CAMPEÓN OLÍMPICO CON OTRO NOMBRE Y OTRA BANDERA

Las siniestras y alargadas sombras que las esvásticas nazis han dejado en la historia hacen complicado mirar a los Juegos Olímpicos celebrados el año de 1936 en Berlín de un modo objetivo. Sabiendo cómo sabemos ahora (y se empezaba a sospechar entonces, comprobándose en toda su crudeza muy poco después) el horror que había detrás de la impecable fachada de eficacia que el III Reich mostró al mundo en aquellas dos semanas de competición, no resulta fácil fijarse en los aspectos positivos. Y, sin embargo, desde un punto de vista organizativo y deportivo, los de Berlín fueron unos Juegos fantásticos, sin duda los mejores celebrados hasta entonces y, probablemente, los que marcaron en buena medida la forma en que se concebirían la mayoría de siguientes ediciones de la gran fiesta del deporte mundial.

El Estadio Olímpico de Berlín durante los Juegos de 1936

Las autoridades germanas, con su canciller, Adolf Hitler, a la cabeza, pronto fueron conscientes del enorme potencial propagandístico que ofrecían los Juegos cómo escaparate de esa nueva Alemania que preconizaban y que tantos y tan justificados recelos causaba en las grandes potencias mundiales. Sin reparar en gastos, se emplearon a fondo para asombrar al mundo con sus avances tecnológicos, sus impresionantes construcciones, sus dotes organizativas y las proezas deportivas de sus atletas. Y, las cosas cómo son, lo consiguieron en prácticamente todos esos apartados, siendo tal vez el de los éxitos deportivos el menos notable. Porque, si bien Alemania fue el país que logró más medallas, muchas llegaron en las disciplinas minoritarias mientras que fueron bastantes menos en las competiciones más populares y con más eco a nivel internacional. En todo caso, ello no impidió al régimen nazi sacar buen rédito publicitario antes, durante y después de la celebración de las competiciones, que quedaron plasmadas para el recuerdo en el fastuoso documental ‘Olimpia’, realizado por Leni Riefenstahl. Una película que, más allá del innegable sesgo de propaganda en un buen número de sus imágenes, supuso un antes y un después en el modo de filmar y mostrar el deporte.

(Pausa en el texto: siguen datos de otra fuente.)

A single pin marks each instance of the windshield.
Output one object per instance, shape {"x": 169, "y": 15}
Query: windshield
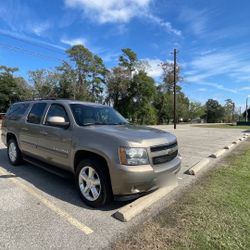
{"x": 96, "y": 115}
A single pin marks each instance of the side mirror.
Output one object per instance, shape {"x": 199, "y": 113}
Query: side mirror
{"x": 57, "y": 121}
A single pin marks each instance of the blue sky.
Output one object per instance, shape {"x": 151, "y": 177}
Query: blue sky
{"x": 212, "y": 38}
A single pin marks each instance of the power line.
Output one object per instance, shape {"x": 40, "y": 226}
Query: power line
{"x": 29, "y": 52}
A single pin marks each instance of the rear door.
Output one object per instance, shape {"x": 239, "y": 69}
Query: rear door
{"x": 56, "y": 142}
{"x": 30, "y": 130}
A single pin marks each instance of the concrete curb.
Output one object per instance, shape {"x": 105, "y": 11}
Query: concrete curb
{"x": 198, "y": 166}
{"x": 129, "y": 211}
{"x": 236, "y": 142}
{"x": 218, "y": 153}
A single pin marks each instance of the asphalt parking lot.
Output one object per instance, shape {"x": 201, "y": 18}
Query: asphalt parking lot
{"x": 39, "y": 210}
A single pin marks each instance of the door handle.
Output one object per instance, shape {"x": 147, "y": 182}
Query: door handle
{"x": 43, "y": 132}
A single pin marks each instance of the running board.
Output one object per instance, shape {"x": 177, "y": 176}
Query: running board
{"x": 49, "y": 168}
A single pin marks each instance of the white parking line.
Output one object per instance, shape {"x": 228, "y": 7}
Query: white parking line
{"x": 73, "y": 221}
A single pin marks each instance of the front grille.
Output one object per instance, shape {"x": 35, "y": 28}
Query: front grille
{"x": 163, "y": 147}
{"x": 164, "y": 158}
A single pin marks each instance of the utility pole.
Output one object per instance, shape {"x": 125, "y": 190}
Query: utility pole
{"x": 246, "y": 109}
{"x": 175, "y": 52}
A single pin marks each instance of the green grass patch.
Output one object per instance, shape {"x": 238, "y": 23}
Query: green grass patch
{"x": 222, "y": 126}
{"x": 212, "y": 214}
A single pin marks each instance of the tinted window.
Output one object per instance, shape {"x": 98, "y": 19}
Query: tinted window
{"x": 57, "y": 110}
{"x": 96, "y": 115}
{"x": 16, "y": 111}
{"x": 36, "y": 113}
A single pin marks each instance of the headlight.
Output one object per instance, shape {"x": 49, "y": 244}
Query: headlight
{"x": 133, "y": 156}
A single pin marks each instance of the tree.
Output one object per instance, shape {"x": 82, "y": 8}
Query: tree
{"x": 163, "y": 104}
{"x": 118, "y": 83}
{"x": 12, "y": 88}
{"x": 196, "y": 110}
{"x": 89, "y": 71}
{"x": 168, "y": 76}
{"x": 67, "y": 82}
{"x": 165, "y": 99}
{"x": 128, "y": 60}
{"x": 142, "y": 91}
{"x": 131, "y": 90}
{"x": 229, "y": 110}
{"x": 44, "y": 82}
{"x": 214, "y": 112}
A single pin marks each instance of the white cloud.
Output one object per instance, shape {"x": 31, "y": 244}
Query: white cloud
{"x": 75, "y": 41}
{"x": 232, "y": 64}
{"x": 40, "y": 28}
{"x": 202, "y": 89}
{"x": 23, "y": 37}
{"x": 122, "y": 11}
{"x": 166, "y": 25}
{"x": 105, "y": 11}
{"x": 245, "y": 88}
{"x": 196, "y": 20}
{"x": 154, "y": 70}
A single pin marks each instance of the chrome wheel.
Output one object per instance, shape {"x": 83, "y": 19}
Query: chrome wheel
{"x": 12, "y": 152}
{"x": 89, "y": 183}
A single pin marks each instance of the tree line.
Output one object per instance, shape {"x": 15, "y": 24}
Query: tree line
{"x": 127, "y": 87}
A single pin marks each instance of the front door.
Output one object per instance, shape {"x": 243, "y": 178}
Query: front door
{"x": 30, "y": 130}
{"x": 56, "y": 142}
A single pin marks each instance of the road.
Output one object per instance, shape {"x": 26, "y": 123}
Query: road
{"x": 39, "y": 210}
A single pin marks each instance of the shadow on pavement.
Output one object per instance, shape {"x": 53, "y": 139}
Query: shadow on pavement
{"x": 53, "y": 185}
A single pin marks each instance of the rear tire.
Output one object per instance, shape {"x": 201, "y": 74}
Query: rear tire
{"x": 14, "y": 153}
{"x": 93, "y": 183}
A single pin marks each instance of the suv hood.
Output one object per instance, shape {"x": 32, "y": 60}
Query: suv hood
{"x": 137, "y": 134}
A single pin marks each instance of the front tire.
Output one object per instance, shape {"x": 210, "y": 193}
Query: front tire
{"x": 14, "y": 153}
{"x": 93, "y": 183}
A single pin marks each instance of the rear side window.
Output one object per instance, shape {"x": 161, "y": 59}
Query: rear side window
{"x": 57, "y": 110}
{"x": 16, "y": 111}
{"x": 36, "y": 113}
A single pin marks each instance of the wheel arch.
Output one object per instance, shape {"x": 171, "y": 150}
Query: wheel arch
{"x": 86, "y": 154}
{"x": 9, "y": 136}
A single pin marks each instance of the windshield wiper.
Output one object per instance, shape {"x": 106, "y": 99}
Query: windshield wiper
{"x": 94, "y": 123}
{"x": 102, "y": 123}
{"x": 119, "y": 123}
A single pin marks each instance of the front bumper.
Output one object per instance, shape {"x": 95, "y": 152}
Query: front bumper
{"x": 133, "y": 180}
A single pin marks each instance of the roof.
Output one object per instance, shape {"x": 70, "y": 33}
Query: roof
{"x": 68, "y": 101}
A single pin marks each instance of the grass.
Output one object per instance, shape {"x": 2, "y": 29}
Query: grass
{"x": 212, "y": 214}
{"x": 222, "y": 126}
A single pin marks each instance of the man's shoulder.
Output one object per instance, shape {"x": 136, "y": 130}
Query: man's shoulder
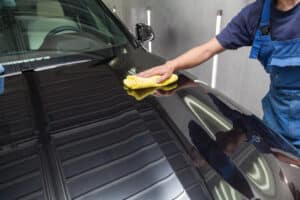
{"x": 254, "y": 8}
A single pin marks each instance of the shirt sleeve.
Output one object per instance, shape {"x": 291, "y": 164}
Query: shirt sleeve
{"x": 241, "y": 30}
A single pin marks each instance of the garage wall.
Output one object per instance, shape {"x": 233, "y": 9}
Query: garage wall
{"x": 181, "y": 25}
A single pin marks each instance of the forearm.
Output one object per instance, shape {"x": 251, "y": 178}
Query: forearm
{"x": 197, "y": 55}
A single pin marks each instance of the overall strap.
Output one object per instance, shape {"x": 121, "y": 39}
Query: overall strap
{"x": 263, "y": 32}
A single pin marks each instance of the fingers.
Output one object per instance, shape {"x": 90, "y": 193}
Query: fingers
{"x": 164, "y": 77}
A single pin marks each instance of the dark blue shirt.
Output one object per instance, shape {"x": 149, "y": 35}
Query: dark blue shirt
{"x": 241, "y": 30}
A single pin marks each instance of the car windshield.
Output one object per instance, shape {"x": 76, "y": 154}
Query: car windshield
{"x": 33, "y": 30}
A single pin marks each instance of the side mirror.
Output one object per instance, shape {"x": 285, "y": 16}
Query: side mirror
{"x": 144, "y": 33}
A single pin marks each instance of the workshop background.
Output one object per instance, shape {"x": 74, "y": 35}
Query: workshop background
{"x": 181, "y": 25}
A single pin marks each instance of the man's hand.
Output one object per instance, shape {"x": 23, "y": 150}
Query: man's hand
{"x": 192, "y": 58}
{"x": 165, "y": 71}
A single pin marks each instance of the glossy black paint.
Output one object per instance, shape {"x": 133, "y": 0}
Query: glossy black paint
{"x": 73, "y": 133}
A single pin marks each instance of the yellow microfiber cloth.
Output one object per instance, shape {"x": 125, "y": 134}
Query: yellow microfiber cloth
{"x": 135, "y": 82}
{"x": 143, "y": 93}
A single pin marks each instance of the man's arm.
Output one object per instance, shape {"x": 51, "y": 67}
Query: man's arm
{"x": 191, "y": 58}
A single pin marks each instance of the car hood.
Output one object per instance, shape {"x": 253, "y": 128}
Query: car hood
{"x": 75, "y": 133}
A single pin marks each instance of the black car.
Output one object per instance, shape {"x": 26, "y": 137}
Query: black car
{"x": 69, "y": 129}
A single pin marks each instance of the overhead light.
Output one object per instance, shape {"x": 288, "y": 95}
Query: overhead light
{"x": 216, "y": 57}
{"x": 149, "y": 12}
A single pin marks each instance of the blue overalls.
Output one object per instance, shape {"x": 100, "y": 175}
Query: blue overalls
{"x": 281, "y": 59}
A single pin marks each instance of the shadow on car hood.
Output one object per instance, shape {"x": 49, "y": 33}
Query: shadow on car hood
{"x": 74, "y": 133}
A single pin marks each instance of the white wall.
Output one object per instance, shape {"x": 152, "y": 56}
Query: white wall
{"x": 180, "y": 25}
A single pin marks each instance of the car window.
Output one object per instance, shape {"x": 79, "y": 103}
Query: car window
{"x": 37, "y": 28}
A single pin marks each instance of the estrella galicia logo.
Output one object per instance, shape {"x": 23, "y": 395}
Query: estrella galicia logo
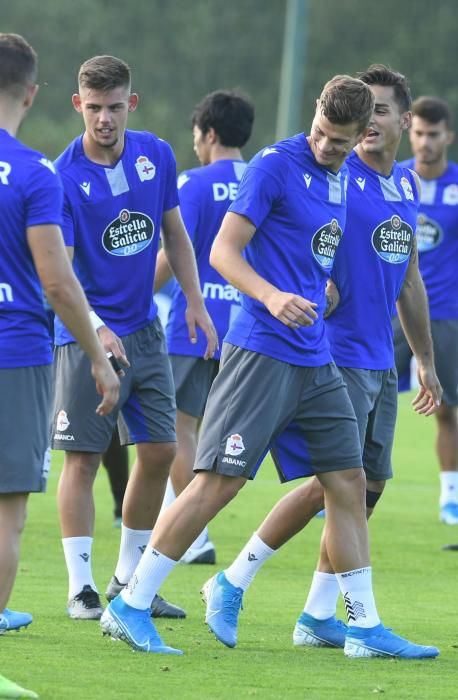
{"x": 129, "y": 234}
{"x": 429, "y": 233}
{"x": 392, "y": 240}
{"x": 325, "y": 242}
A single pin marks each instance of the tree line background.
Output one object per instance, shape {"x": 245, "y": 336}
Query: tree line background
{"x": 179, "y": 50}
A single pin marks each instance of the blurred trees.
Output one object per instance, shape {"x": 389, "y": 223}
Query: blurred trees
{"x": 180, "y": 50}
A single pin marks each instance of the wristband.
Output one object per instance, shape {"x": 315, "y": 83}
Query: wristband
{"x": 96, "y": 321}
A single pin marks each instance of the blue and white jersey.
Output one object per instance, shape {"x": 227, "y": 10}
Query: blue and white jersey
{"x": 205, "y": 194}
{"x": 298, "y": 208}
{"x": 371, "y": 263}
{"x": 437, "y": 236}
{"x": 112, "y": 218}
{"x": 30, "y": 195}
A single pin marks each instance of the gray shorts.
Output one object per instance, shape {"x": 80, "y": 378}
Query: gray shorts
{"x": 193, "y": 377}
{"x": 146, "y": 402}
{"x": 25, "y": 412}
{"x": 445, "y": 341}
{"x": 374, "y": 395}
{"x": 255, "y": 397}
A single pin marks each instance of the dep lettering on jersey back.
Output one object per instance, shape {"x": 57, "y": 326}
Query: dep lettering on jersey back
{"x": 392, "y": 240}
{"x": 128, "y": 234}
{"x": 324, "y": 243}
{"x": 429, "y": 233}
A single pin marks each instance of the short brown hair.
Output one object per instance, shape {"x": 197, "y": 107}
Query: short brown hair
{"x": 345, "y": 99}
{"x": 378, "y": 74}
{"x": 432, "y": 109}
{"x": 18, "y": 64}
{"x": 104, "y": 73}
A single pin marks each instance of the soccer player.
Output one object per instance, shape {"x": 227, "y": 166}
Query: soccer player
{"x": 119, "y": 191}
{"x": 437, "y": 234}
{"x": 32, "y": 256}
{"x": 221, "y": 124}
{"x": 375, "y": 265}
{"x": 277, "y": 244}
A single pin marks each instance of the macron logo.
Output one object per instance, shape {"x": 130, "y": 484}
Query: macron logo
{"x": 268, "y": 151}
{"x": 307, "y": 179}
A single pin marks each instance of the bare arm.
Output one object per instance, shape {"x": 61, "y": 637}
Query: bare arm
{"x": 226, "y": 256}
{"x": 412, "y": 307}
{"x": 181, "y": 259}
{"x": 66, "y": 296}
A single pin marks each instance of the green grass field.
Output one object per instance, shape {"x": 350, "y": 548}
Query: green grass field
{"x": 415, "y": 584}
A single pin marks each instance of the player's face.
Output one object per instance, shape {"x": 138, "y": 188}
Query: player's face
{"x": 105, "y": 114}
{"x": 429, "y": 142}
{"x": 331, "y": 143}
{"x": 387, "y": 123}
{"x": 201, "y": 145}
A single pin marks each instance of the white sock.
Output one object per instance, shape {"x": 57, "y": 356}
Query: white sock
{"x": 245, "y": 567}
{"x": 324, "y": 593}
{"x": 133, "y": 544}
{"x": 356, "y": 588}
{"x": 77, "y": 552}
{"x": 200, "y": 539}
{"x": 148, "y": 577}
{"x": 449, "y": 488}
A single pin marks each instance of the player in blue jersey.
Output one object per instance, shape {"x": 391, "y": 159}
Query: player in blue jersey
{"x": 437, "y": 232}
{"x": 221, "y": 124}
{"x": 32, "y": 257}
{"x": 276, "y": 244}
{"x": 376, "y": 265}
{"x": 119, "y": 192}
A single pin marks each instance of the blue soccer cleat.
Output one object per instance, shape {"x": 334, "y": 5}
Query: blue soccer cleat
{"x": 381, "y": 641}
{"x": 310, "y": 632}
{"x": 224, "y": 602}
{"x": 12, "y": 620}
{"x": 134, "y": 627}
{"x": 449, "y": 514}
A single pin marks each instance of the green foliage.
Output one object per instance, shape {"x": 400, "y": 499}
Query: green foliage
{"x": 181, "y": 50}
{"x": 415, "y": 584}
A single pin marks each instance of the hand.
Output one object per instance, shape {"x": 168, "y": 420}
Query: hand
{"x": 291, "y": 309}
{"x": 107, "y": 384}
{"x": 197, "y": 315}
{"x": 113, "y": 344}
{"x": 429, "y": 396}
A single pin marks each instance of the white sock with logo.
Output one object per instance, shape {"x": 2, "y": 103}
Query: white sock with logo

BERLÍN 1936: Olympia, Parte 1
Olympia, Parte 2

Los de Berlín fueron, además, los primeros juegos retransmitidos en directo por radio y televisión, aunque esto último se limitase a un circuito cerrado sólo disponible, a nivel local, en diferentes puntos del país. Y las instalaciones deportivas llamaron la atención por su elevado nivel de calidad, con el majestuoso Estadio Olímpico cómo principal seña de identidad. Todo ello fruto de una organización que destacó por su precisión, aderezada además por numerosos detalles con los que las autoridades nazis buscaron reforzar el vínculo de los Juegos con lo mejor de la tradición helenística, tratando a su vez de hacerla suya cómo una especie de histórica antecesora de la cultura aria que preconizaban. Así, por ejemplo, surgió la idea de Carl Diem, secretario general del comité organizador, de llevar a cabo el hoy día habitual encendido de la antorcha en las ruinas de Olimpia. El fuego sagrado, generado por los rayos del sol incidiendo sobre un pulido cuenco manejado por una sacerdotisa, en una ceremonia de gran simbolismo que se ha repetido desde entonces en cada Olimpiada, fue a continuación, trasladado mediante relevos hasta el estadio, a dónde llegó justo a tiempo para culminar la ceremonia inaugural, en la que tuvo su especial protagonismo el griego Spiridon Louis, campeón olímpico de maratón en Atenas cuarenta años antes .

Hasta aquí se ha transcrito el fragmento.